DES techniques have been applied to operational studies in forestry for many years, and simulation of harvesting operations was among the first attempts. Some studies focused on the productivity and operation of individual machines [
25] and others addressed interactions among harvest equipment and interactions between the harvesting system and log transportation [
26,
27]. These early stage models were implemented with the General Purpose Simulation System (GPSS/360, International Business Machines Corporation, Armonk, NY, USA) or programming language (e.g., FORTRAN, International Business Machines Corporation, Armonk, NY, USA), and thus required long development times especially when complex model construction was required. Later, the emergence of graphical-based simulation software development systems (e.g., Arena, Arena 15, Rockwell Automation Technologies, Inc., Milwaukee, WI, USA), AnyLogic (AnyLogic 8.3, The AnyLogic Company, Oakbrook Terrace, IL, USA), and Witness (Witness Horizon 22.0, Lanner Group Limited, Houston, TX, USA) facilitated the DES modeling process, and DES has been proved to be a reliable approach in supply chain management through various applications [
28]. In recent years, there were some DES applications in the fields of forest biomass supply chains where different chipping locations [
29], equipment configurations [
20,
30], trucking options [
31], and transportation methods [
32] were examined.

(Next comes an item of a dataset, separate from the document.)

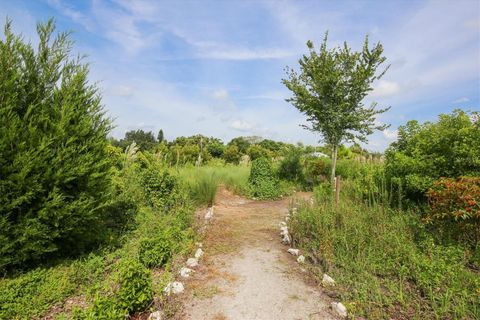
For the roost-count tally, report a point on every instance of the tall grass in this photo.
(203, 182)
(385, 262)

These studies mainly focused on supply chain logistics, comparing different systems under various circumstances in order to support operational decisions. For upstream forest harvesting operations, however, there is a dearth of studies that have employed the DES technique. Asikainen [
33,
34] modeled mechanized harvesting systems and log transportation, incorporating the effects of random elements such as machine failures and transportation distances on the entire system. Hogg et al. [
35] simulated stump-to-mill multi-stem Eucalyptus harvesting and transport operations for system comparisons. However, none of the past studies explicitly compared DES with TS to highlight the differences between the two approaches and the potential benefits of the DES approach in analyzing the performance of harvesting systems.
In this study, we developed a stochastic DES model for a ground-based, whole-tree harvesting (WT) system, and compared it to the conventional TS approach in order to demonstrate the use of DES techniques in timber harvesting operations modeling and highlight its potential advantages in flexibility, precision, and analytical ability. We also applied the data from the WT DES model to a new DES model simulating another ground-based harvesting method called “lop-and-scatter (LS)”, to demonstrate the ability of DES in analyzing hypothetical harvesting systems by reusing the previously collected data from the existing system.